7 critical steps in talent pipelining

Tuesday 1st December, 2015

Despite the world becoming increasingly connected and accessible, many organisations continue to grapple with creating effective talent engagement and sourcing initiatives.

My observation of talent strategies is that the successful ones share 7 key elements. When combined, the elements enable successful delivery of robust pipelines of talent that provide measurable hires and referrals. Done well, this process will also begin to provide intelligence for your business, greater awareness of your talent brand and a sustainable resource that reduces cost.

At a high level, the 7 critical pieces look like this:

1. Define a simple goal

Define a simple goal and the 20-second explanation for it. This ensures you will always remember the outcome you are working toward and enable you to bring others along with you on your journey. Give the project a name if that is more engaging for your audience.  As we all know, merit alone does not guarantee the success of business projects, stakeholder engagement is often the key.

Remember that the concepts of ‘Talent’ and ‘Talent Pipeline’ mean different things to different people, so you need to be able to articulate your intent and definitions with simple communication – this is your internal marketing mantra.  

2. Clearly identify Critical Talent and prioritise

Start small. Many resourcing functions have limited resources dedicated to passive recruitment activities. Given the constraints, it’s unlikely you will be able to pipeline all of your critical talent needs and continue to deliver to business-as-usual sourcing and recruitment. Set yourself up for success. Define critical – which by its nature is only a few. Break them down again and prioritise. Deliver small successes and then make them bigger. Ensure you deliver measurable outcomes with impressive impact. This is your internal marketing content.

 3. Communicate, Promote, Communicate – Repeat.

You can’t listen too much. Canvass opinion on your planned approach far and wide with the business, remembering that you probably have more interested stakeholders than you think. Ask them, very specifically, to define what ‘success’ looks like to them and don’t settle for the glib answer of, ‘send me the right people’. 

Stakeholders buy into what they define. Gaining insight into what the business wants will help you deliver the right solution. You will be surprised by the varied priorities and be able to leverage common themes.

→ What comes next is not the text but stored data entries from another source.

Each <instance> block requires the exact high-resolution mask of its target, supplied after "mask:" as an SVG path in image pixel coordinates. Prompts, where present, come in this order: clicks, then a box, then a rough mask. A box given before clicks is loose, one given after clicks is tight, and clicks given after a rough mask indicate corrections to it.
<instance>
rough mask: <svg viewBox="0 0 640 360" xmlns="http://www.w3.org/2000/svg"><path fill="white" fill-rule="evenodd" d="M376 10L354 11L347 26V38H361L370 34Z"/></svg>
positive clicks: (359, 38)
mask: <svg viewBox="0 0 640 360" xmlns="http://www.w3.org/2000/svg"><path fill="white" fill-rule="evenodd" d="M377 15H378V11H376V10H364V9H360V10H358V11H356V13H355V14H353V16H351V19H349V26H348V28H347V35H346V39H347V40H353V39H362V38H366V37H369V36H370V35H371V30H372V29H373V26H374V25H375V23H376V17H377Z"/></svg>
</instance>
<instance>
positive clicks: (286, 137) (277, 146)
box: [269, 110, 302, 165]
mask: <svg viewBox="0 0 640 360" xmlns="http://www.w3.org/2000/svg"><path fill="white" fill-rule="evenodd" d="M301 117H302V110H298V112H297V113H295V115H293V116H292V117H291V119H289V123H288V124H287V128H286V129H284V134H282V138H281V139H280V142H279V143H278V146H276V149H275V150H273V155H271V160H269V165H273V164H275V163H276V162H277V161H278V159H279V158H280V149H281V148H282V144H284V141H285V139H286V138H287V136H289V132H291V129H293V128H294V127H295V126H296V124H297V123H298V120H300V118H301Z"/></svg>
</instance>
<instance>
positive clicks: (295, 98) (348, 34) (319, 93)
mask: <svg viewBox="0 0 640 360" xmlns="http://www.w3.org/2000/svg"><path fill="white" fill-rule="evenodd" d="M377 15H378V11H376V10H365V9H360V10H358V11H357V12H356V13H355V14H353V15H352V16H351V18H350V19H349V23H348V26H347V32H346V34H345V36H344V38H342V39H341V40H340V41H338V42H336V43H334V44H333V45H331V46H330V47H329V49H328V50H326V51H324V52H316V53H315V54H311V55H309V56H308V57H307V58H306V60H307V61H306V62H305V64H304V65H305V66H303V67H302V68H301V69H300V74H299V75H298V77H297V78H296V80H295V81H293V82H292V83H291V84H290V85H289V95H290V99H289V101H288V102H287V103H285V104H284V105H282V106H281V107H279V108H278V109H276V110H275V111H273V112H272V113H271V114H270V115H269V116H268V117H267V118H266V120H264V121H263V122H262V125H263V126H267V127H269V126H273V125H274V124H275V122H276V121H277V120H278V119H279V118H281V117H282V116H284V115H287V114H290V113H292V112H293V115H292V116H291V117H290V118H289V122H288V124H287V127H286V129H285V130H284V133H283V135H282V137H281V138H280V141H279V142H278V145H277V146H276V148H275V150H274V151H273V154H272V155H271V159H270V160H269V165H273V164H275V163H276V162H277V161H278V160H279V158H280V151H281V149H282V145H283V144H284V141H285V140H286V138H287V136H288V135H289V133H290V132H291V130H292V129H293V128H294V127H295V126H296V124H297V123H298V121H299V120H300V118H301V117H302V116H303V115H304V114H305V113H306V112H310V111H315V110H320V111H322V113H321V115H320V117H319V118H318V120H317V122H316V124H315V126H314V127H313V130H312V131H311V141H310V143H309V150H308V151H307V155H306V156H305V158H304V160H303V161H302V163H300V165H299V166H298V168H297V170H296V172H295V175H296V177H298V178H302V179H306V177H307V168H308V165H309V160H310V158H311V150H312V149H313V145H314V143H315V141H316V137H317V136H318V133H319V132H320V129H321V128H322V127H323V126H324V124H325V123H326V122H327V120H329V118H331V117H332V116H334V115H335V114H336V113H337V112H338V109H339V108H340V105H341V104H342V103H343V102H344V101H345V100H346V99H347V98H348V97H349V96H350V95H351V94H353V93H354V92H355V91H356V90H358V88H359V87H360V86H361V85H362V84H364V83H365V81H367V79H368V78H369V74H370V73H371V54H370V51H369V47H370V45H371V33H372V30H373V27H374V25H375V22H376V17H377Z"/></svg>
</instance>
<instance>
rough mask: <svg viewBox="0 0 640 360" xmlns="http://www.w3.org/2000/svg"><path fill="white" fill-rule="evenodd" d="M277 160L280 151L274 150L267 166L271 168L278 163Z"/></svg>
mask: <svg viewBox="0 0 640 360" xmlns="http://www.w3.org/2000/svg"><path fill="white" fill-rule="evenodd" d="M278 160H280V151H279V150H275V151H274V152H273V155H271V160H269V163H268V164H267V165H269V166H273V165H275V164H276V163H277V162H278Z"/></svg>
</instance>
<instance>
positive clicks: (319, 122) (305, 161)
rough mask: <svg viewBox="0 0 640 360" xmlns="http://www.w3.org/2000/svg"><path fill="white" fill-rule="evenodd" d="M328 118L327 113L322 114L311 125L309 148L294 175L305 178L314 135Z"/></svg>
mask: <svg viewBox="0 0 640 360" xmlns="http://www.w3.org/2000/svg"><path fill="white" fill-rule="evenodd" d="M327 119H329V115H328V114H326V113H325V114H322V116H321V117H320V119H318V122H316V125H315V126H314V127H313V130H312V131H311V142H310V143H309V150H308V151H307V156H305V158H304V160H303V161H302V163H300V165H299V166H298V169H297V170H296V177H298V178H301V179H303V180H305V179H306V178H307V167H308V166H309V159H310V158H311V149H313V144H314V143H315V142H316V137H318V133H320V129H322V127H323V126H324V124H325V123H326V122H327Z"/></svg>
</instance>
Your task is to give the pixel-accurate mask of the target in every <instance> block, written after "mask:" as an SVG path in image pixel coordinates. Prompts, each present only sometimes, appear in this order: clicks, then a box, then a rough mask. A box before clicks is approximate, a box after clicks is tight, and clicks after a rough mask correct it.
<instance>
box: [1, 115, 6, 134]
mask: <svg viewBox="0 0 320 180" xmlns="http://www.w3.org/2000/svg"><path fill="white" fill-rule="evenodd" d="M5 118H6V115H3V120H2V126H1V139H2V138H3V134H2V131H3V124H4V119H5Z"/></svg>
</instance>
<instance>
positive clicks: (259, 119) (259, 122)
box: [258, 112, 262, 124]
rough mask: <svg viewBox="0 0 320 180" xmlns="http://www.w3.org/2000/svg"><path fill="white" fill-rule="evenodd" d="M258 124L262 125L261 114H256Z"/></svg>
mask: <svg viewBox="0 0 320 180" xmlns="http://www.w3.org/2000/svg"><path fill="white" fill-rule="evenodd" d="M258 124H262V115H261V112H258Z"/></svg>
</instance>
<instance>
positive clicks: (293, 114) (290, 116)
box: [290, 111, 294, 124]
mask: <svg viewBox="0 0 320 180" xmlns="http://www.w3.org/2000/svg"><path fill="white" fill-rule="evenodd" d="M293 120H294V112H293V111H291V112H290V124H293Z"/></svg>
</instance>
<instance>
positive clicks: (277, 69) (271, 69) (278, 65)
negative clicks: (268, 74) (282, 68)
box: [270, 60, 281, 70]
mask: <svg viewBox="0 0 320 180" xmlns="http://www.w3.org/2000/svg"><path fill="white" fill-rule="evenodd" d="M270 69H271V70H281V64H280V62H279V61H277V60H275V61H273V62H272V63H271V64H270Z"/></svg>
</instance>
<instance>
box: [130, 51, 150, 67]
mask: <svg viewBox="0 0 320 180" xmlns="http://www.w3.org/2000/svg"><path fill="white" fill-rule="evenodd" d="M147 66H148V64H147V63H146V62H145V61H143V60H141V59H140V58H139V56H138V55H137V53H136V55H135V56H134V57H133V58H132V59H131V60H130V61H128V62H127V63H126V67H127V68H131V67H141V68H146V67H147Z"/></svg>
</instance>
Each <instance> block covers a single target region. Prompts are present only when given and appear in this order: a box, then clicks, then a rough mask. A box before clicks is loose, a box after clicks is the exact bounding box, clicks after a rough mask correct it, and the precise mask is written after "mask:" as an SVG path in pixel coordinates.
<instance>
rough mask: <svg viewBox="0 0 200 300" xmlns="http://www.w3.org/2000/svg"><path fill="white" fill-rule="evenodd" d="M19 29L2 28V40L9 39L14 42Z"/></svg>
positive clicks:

Proactive talent activity can be a ‘slow burn’, especially initially. Give some thought from the outset to what quick wins you might need to provide to further engage your stakeholders: market intelligence, competitor intelligence and brand perception are just some examples. Promote your work, create dashboards to demonstrate the progress – this is your internal marketing platform.  

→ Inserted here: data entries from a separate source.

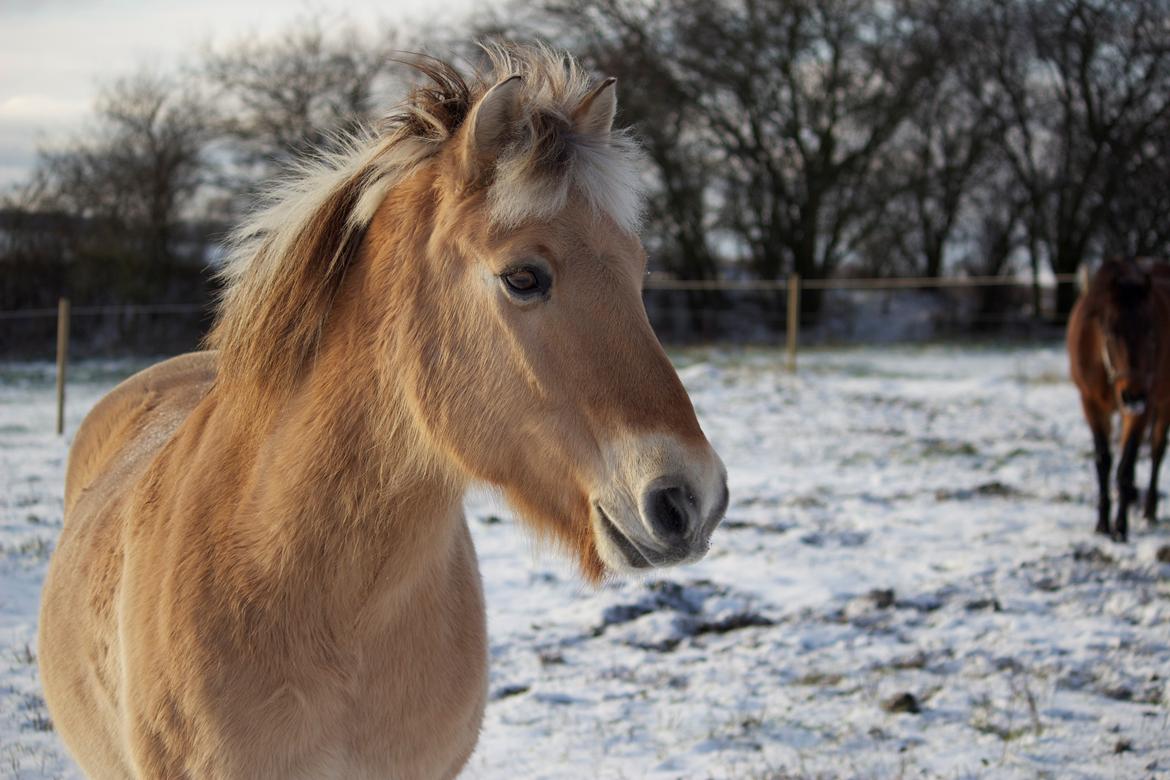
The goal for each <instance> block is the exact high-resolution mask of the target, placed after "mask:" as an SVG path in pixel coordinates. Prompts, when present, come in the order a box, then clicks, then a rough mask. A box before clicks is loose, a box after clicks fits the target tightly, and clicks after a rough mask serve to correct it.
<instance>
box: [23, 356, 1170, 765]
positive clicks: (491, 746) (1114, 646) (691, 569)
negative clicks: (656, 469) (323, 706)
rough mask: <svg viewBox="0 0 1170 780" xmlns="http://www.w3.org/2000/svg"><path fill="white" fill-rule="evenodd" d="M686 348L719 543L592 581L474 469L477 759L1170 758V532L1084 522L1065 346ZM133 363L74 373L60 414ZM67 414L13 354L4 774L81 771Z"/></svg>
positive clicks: (782, 763) (721, 760)
mask: <svg viewBox="0 0 1170 780" xmlns="http://www.w3.org/2000/svg"><path fill="white" fill-rule="evenodd" d="M673 357H674V358H675V360H676V364H677V365H679V366H680V374H681V377H682V378H683V381H684V384H686V385H687V387H688V389H689V391H690V393H691V396H693V399H694V401H695V407H696V409H697V412H698V415H700V419H701V421H702V423H703V427H704V429H706V430H707V433H708V436H709V439H710V440H711V442H713V444H714V446H715V447H716V449H717V450H718V451H720V454H721V456H722V457H723V460H724V462H725V463H727V467H728V471H729V475H730V488H731V505H730V509H729V511H728V517H727V520H725V522H724V524H723V526H722V527H721V529H720V530H717V531H716V534H715V537H714V539H713V547H711V552H710V554H709V555H708V557H707V558H706V559H704V560H703V561H701V562H698V564H696V565H691V566H688V567H686V568H680V570H667V571H659V572H655V573H653V574H651V575H647V577H646V578H645V579H642V580H633V581H625V582H619V584H610V585H606V586H604V587H601V588H597V589H594V588H592V587H590V586H586V585H583V584H581V582H580V580H579V579H578V578H577V577H576V574H574V572H573V570H572V568H571V566H570V565H569V564H567V562H565V561H563V560H562V559H559V558H558V557H557V555H556V554H552V553H548V552H544V551H541V550H538V548H537V547H536V546H535V545H534V544H532V541H531V540H530V539H529V537H528V536H525V533H524V532H523V529H522V527H518V523H517V520H515V519H514V517H512V513H511V512H510V511H509V510H508V509H507V506H503V505H502V504H500V503H498V502H497V501H496V499H495V498H494V497H493V496H491V495H490V493H489V492H487V491H477V492H475V493H473V495H472V496H470V497H469V498H468V502H467V510H468V520H469V523H470V525H472V530H473V533H474V536H475V539H476V545H477V548H479V553H480V565H481V570H482V573H483V580H484V587H486V592H487V601H488V623H489V631H490V648H491V683H490V700H489V704H488V709H487V715H486V719H484V725H483V732H482V736H481V739H480V745H479V748H477V750H476V753H475V754H474V755H473V757H472V760H470V762H469V764H468V767H467V769H466V772H464V776H466V778H509V779H510V778H706V776H720V778H722V776H735V778H773V776H818V778H819V776H827V778H835V776H842V778H846V776H849V778H852V776H908V778H909V776H928V778H935V776H938V778H965V776H985V775H993V776H997V778H1034V776H1053V778H1100V776H1156V775H1163V774H1164V775H1170V564H1163V562H1158V559H1157V554H1158V551H1159V550H1161V548H1163V547H1165V546H1166V545H1168V544H1170V533H1168V532H1166V531H1165V530H1164V527H1162V529H1154V530H1150V529H1148V527H1147V525H1145V523H1144V520H1141V519H1140V518H1136V517H1135V518H1133V519H1131V526H1133V532H1131V539H1133V541H1131V543H1130V544H1128V545H1117V544H1114V543H1110V541H1107V540H1104V539H1102V538H1099V537H1095V536H1094V534H1093V533H1092V530H1093V525H1094V520H1095V510H1094V506H1095V484H1094V482H1095V481H1094V477H1093V468H1092V457H1090V439H1089V434H1088V429H1087V427H1086V426H1085V423H1083V421H1082V420H1081V416H1080V407H1079V402H1078V399H1076V394H1075V391H1074V389H1073V387H1072V385H1071V384H1069V382H1068V380H1067V372H1066V367H1065V358H1064V353H1062V350H1061V348H1059V347H1057V346H1051V347H1019V348H990V347H989V348H973V347H963V348H954V347H952V348H945V347H937V346H932V347H914V348H907V347H881V348H876V347H869V348H849V350H824V351H813V352H805V353H801V356H800V366H799V368H800V371H799V373H798V374H797V375H791V374H787V373H785V372H784V371H783V367H782V366H783V356H782V354H779V353H777V352H775V351H765V350H753V351H752V350H749V351H728V350H715V348H711V350H690V351H682V352H677V353H675V354H674V356H673ZM135 367H137V366H129V365H119V364H101V365H98V364H92V365H87V366H83V368H82V371H78V372H75V373H76V375H75V378H74V381H71V384H70V387H69V393H70V409H69V412H70V413H69V429H70V430H75V429H76V427H77V423H78V422H80V420H81V417H82V415H83V414H84V410H85V409H88V408H89V407H90V406H91V405H92V403H94V402H95V401H96V400H97V399H98V398H99V396H101V394H102V393H103V392H105V391H106V389H108V388H109V387H111V386H112V385H113V384H115V382H116V381H117V380H118V379H119V378H121V377H122V375H124V374H125V373H128V372H129V371H131V370H132V368H135ZM53 420H54V408H53V387H51V367H49V366H42V365H37V364H33V365H11V364H9V365H7V366H0V464H2V465H0V776H18V778H53V776H75V773H76V769H75V768H74V767H73V765H71V764H70V761H69V759H68V758H67V754H66V753H64V750H63V747H62V746H61V745H60V743H59V741H57V740H56V738H55V736H54V733H53V731H51V725H50V723H49V720H48V715H47V712H46V710H44V705H43V700H42V699H41V698H40V693H39V686H37V681H36V670H35V660H34V658H35V651H36V648H35V623H36V609H37V593H39V588H40V582H41V579H42V577H43V574H44V567H46V562H47V559H48V554H49V551H50V548H51V546H53V543H54V538H55V534H56V532H57V529H59V527H60V524H61V482H62V475H63V469H64V458H66V454H67V450H66V443H64V442H62V441H60V440H59V439H57V437H56V436H54V435H53V434H51V429H53ZM1147 469H1148V467H1147V463H1145V462H1144V460H1143V461H1141V462H1140V468H1138V484H1144V481H1145V479H1147V478H1148V470H1147ZM1162 515H1163V517H1164V518H1165V517H1166V515H1168V511H1163V512H1162Z"/></svg>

4. Start with your internal talent

A great talent strategy has both internal and external succession planning and it begins inside out. Are you providing enough developmental and mobility opportunities for the talent you already have? Better might be out there, but capture data on your internal successors first. This internal view of succession will assist you in the same way the external pipeline will. Create mirror dashboards of your internal talent pipeline – this information takes you to ‘trusted advisor’ status, quickly.

5. Get the mechanics right

The best strategies in the world fall down on detail and execution, so get to know your subject matter:

o Methodology
o Workflow
o Roles and responsibilities
o Metrics
o Leadership sponsorship
o Technology
o Timelines
o Reporting
o Ultimate accountability

The above are just some of the details you need to work out. Moving towards a high-impact talent strategy takes time, so you need to be clear on ‘who is doing what’ in your process – try not to deviate from this, measure activities and make people accountable.

6. Measure

What data and metrics will provide meaningful commercial insights to the business?  Think with the end in mind; how will you measure and justify time spent on proactive talent activity in 6, 12 and 24 months? What does good look like? And what does exceptional look like? Do you need help from an external provider to determine relativities against industry best practice? 

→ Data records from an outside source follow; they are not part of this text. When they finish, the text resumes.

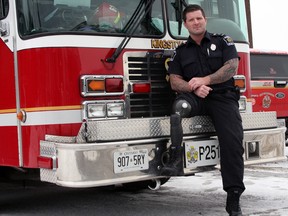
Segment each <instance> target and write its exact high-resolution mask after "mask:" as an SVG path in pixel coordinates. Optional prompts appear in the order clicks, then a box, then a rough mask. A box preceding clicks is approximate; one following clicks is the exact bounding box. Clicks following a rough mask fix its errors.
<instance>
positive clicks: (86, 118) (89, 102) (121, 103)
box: [82, 100, 125, 120]
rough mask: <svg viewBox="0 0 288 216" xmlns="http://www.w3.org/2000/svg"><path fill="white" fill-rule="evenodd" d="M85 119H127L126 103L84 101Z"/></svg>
mask: <svg viewBox="0 0 288 216" xmlns="http://www.w3.org/2000/svg"><path fill="white" fill-rule="evenodd" d="M82 115H83V119H91V120H93V119H95V120H96V119H103V118H121V117H125V103H124V101H123V100H98V101H84V102H83V110H82Z"/></svg>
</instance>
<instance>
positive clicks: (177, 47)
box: [177, 41, 187, 48]
mask: <svg viewBox="0 0 288 216" xmlns="http://www.w3.org/2000/svg"><path fill="white" fill-rule="evenodd" d="M186 44H187V41H183V42H182V43H181V44H179V45H178V46H177V48H181V47H183V46H186Z"/></svg>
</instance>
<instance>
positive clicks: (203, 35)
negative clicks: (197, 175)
mask: <svg viewBox="0 0 288 216" xmlns="http://www.w3.org/2000/svg"><path fill="white" fill-rule="evenodd" d="M183 20H184V26H185V27H186V28H187V30H188V32H189V37H188V39H187V42H186V43H184V44H182V45H180V46H179V47H178V48H177V49H176V50H175V54H174V57H173V59H172V61H171V62H170V64H169V69H168V73H169V75H170V84H171V88H172V89H173V90H174V91H176V92H177V97H176V100H175V102H174V105H173V109H174V113H173V114H172V115H171V119H170V123H171V146H170V148H169V153H170V158H169V161H168V163H167V164H166V165H165V166H164V167H163V168H162V170H161V174H162V175H165V176H177V175H183V161H182V155H183V147H182V136H183V135H182V125H181V119H182V118H183V117H192V116H196V115H209V116H210V117H211V119H212V122H213V124H214V127H215V130H216V134H217V136H218V140H219V145H220V155H221V161H220V165H221V175H222V182H223V189H224V191H226V192H227V201H226V211H227V212H228V213H229V215H235V216H236V215H242V211H241V208H240V204H239V199H240V196H241V194H242V192H243V191H244V190H245V186H244V183H243V175H244V161H243V153H244V148H243V146H242V141H243V127H242V120H241V115H240V113H239V105H238V100H239V97H240V92H239V90H238V89H237V88H235V86H234V79H233V76H234V75H235V74H236V73H237V69H238V63H239V62H238V61H239V57H238V54H237V51H236V48H235V45H234V43H233V40H232V39H231V38H230V37H229V36H226V35H222V34H212V33H209V32H207V30H206V24H207V19H206V17H205V13H204V11H203V9H202V8H201V7H200V6H198V5H189V6H187V7H186V9H185V10H184V11H183Z"/></svg>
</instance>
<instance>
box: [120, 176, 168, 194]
mask: <svg viewBox="0 0 288 216" xmlns="http://www.w3.org/2000/svg"><path fill="white" fill-rule="evenodd" d="M169 179H170V177H167V178H160V179H158V180H159V181H160V185H159V187H158V186H157V181H156V180H154V179H151V180H146V181H139V182H130V183H124V184H123V187H124V189H125V190H128V191H139V190H145V189H150V190H157V189H159V188H160V186H161V185H163V184H165V183H166V182H167V181H169Z"/></svg>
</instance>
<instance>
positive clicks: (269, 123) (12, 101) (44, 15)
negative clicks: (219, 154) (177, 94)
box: [0, 0, 286, 187]
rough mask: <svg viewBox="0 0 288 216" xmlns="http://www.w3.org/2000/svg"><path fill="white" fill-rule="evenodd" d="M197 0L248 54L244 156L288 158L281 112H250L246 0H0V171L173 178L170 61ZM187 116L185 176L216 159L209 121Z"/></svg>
mask: <svg viewBox="0 0 288 216" xmlns="http://www.w3.org/2000/svg"><path fill="white" fill-rule="evenodd" d="M191 3H197V4H200V5H201V6H202V7H203V8H204V9H205V11H206V14H207V16H208V26H207V27H208V30H209V31H211V32H215V33H225V34H227V35H230V36H231V37H232V38H233V39H234V41H235V43H236V47H237V50H238V52H239V56H240V57H241V61H240V66H239V73H238V75H237V76H235V80H236V83H237V85H238V86H239V87H240V88H241V91H242V92H243V96H242V97H241V99H240V100H239V105H240V110H241V115H242V119H243V126H244V130H245V134H244V141H243V146H244V148H245V154H244V155H243V157H244V159H245V163H246V164H253V163H261V162H269V161H276V160H281V159H284V158H285V157H284V147H285V143H284V141H285V140H284V134H285V130H286V128H285V127H279V126H278V124H277V118H276V112H273V111H271V112H252V111H251V109H250V108H249V107H251V106H249V103H247V100H246V98H247V97H250V95H251V91H250V69H249V45H248V40H247V38H248V35H247V22H246V15H245V2H244V0H232V1H231V0H211V1H207V0H189V1H183V0H156V1H154V0H133V1H131V0H107V1H105V2H104V1H103V0H81V1H79V0H0V32H1V40H0V63H1V71H0V80H1V81H2V84H1V85H0V98H1V100H0V136H1V137H2V138H1V141H0V166H1V167H0V168H1V172H0V173H1V175H4V174H6V175H9V174H10V173H11V172H12V171H14V170H16V171H15V172H14V173H13V174H15V175H16V174H18V172H19V173H24V174H25V175H24V177H25V178H28V177H30V176H35V175H36V176H37V177H39V180H41V181H46V182H51V183H55V184H57V185H60V186H66V187H95V186H103V185H115V184H128V185H129V183H130V184H132V183H133V182H138V183H139V185H142V186H146V185H150V184H151V182H154V183H155V182H156V184H154V186H155V187H156V185H157V186H159V185H160V184H161V183H164V182H165V181H166V180H167V178H166V177H165V176H160V174H159V173H160V170H161V167H162V166H163V164H164V163H165V161H167V157H168V155H167V147H168V146H169V144H170V120H169V115H170V108H171V101H172V100H173V92H172V91H171V89H170V87H169V83H168V81H167V80H168V79H166V74H167V73H166V66H167V62H168V61H169V58H170V57H171V55H172V53H173V50H174V49H175V48H176V47H177V46H178V45H179V44H180V43H182V42H183V41H185V40H186V38H187V36H188V32H187V31H186V29H185V28H184V27H183V26H182V20H181V18H182V17H181V16H182V15H181V12H182V10H183V8H184V7H185V5H186V4H191ZM245 81H246V82H245ZM245 91H246V92H245ZM182 124H183V132H184V139H183V141H184V143H183V145H184V147H185V152H184V155H183V157H184V162H185V164H184V167H185V168H184V173H185V175H192V174H194V173H196V172H200V171H204V170H209V169H210V168H213V167H215V165H216V164H218V162H219V158H220V155H219V147H218V142H217V137H216V135H215V130H214V127H213V124H212V123H211V120H210V118H209V117H207V116H196V117H193V118H189V119H188V118H187V119H183V122H182ZM4 171H5V172H4ZM30 174H31V175H30ZM32 174H33V175H32ZM13 176H14V175H13ZM16 176H18V175H16Z"/></svg>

As a starting point, key metrics in pipeline measurement are likely to include:

o Internal candidate pipeline (who will be ready and when)
o ‘Cost per hire’ metrics
o Qualified prospects (by this I mean ready-to-hire, and verbally prequalified in the last three months)
o Engaged prospects (data on people directly ‘engaged’ by the resourcing team and are open to a further discussion)
o Passive candidates presented per hire - i.e. how many candidates were shortlisted from your pipeline
o Ratio of passive candidates in the long list, shortlist and interview list
o Number of candidate referrals from pipeline
o Career website traffic
o Passive voluntary talent pool registrations

7. Pilot

We all want to succeed and be recognised for our successes, so the temptation is to create a big bang and service all the needs of the business at once. Don’t be tempted.

In the words of my favourite motivational speaker, ‘starting small doesn’t mean thinking small’. Start with a pilot, be open to constructive advice and criticism (yes, everyone has a valid opinion), then continue to refine your approach. Keep listening and asking for feedback on your progress. And remember to always circle back, frequently, to the goal you set yourself.